Computer programs to estimate overoptimism in measures of discrimination for predicting the risk of cardiovascular diseases.

Pubmed ID: 22409210

Journal: Journal of evaluation in clinical practice

Publication Date: April 1, 2013

Affiliation: Department of Epidemiology & Preventive Medicine, Monash University, Melbourne, Victoria, Australia. haider.mannan@monash.edu

MeSH Terms: Humans, Cardiovascular Diseases, Risk Factors, Risk Assessment, Proportional Hazards Models, Models, Statistical, Software, Victoria

Authors: Mannan HR, McNeil JJ

Cite As: Mannan HR, McNeil JJ. Computer programs to estimate overoptimism in measures of discrimination for predicting the risk of cardiovascular diseases. J Eval Clin Pract 2013 Apr;19(2):358-62. Epub 2012 Mar 12.

Studies:

Abstract

BACKGROUND: Development of chronic disease risk prediction models has become a growing area of research in recent years. The internal validity of such models is sometimes lower than estimated from the development sample. Overfitting or overoptimism of the developed model and/or differences between the samples are likely causes for this.

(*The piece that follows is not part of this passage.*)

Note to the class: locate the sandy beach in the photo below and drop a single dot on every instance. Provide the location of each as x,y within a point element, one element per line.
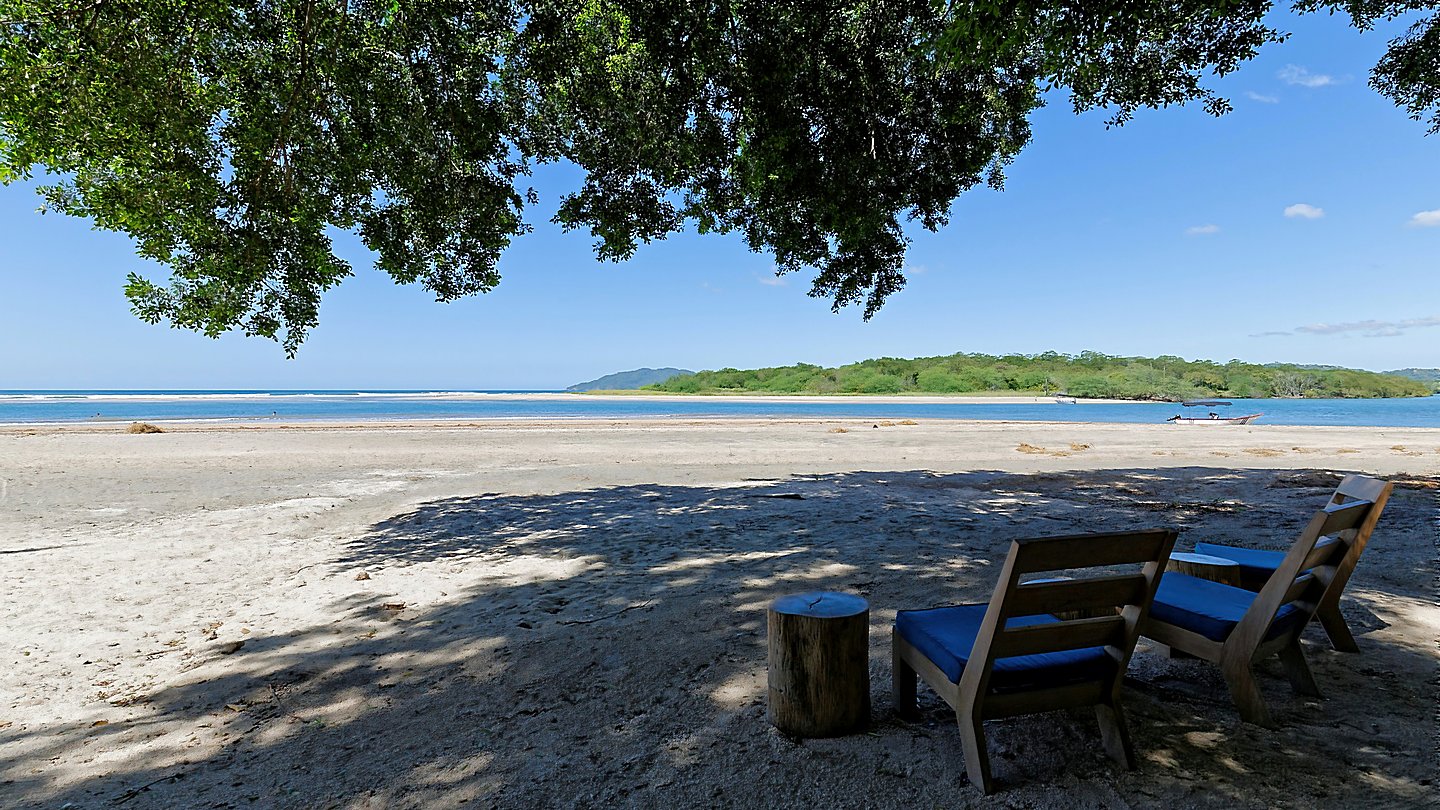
<point>572,613</point>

For modelling of an uncommon outcome, bootstrapping for overoptimism is the preferred method for afterwards shrinking of regression coefficients and the model's discrimination and calibration for overoptimism. However, computer programs for different types of bootstrap validation are not readily available. We developed two SAS macro programs--one for the simple bootstrap that compares the discriminatory performance of the Cox proportional hazards model from the original sample in bootstrap samples; and another (which is more efficient), known as stepwise bootstrap validation, that makes the same comparison but from models developed by variable selection from bootstrap samples in the original sample. These are illustrated through an example from cardiovascular disease (CVD) risk prediction. METHODS: Two SAS macro programs for Cox proportional hazards model using Proc PHREG were developed for estimating overoptimism in Harrell's C and Somers' D statistics. The computer programs were applied to data on CVD incidence for a Framingham cohort that combined both the original and offspring exams. The risk factors considered were current smoking, diabetes, age, sex, systolic blood pressure, diastolic blood pressure, total cholesterol, high-density lipoprotein cholesterol, triglycerides and body mass index. RESULTS: The degree of overoptimism in both Harrell's C and Somers' D statistics were low. Both these statistics were corrected for overoptimism by subtracting overoptimism from their observed values. Between the two bootstrap validation algorithms, the degree of overoptimism was estimated to be higher for stepwise bootstrap validation. CONCLUSION: The programs are very useful for evaluating the 'overoptimism corrected' predictive performance of Cox proportional hazards model.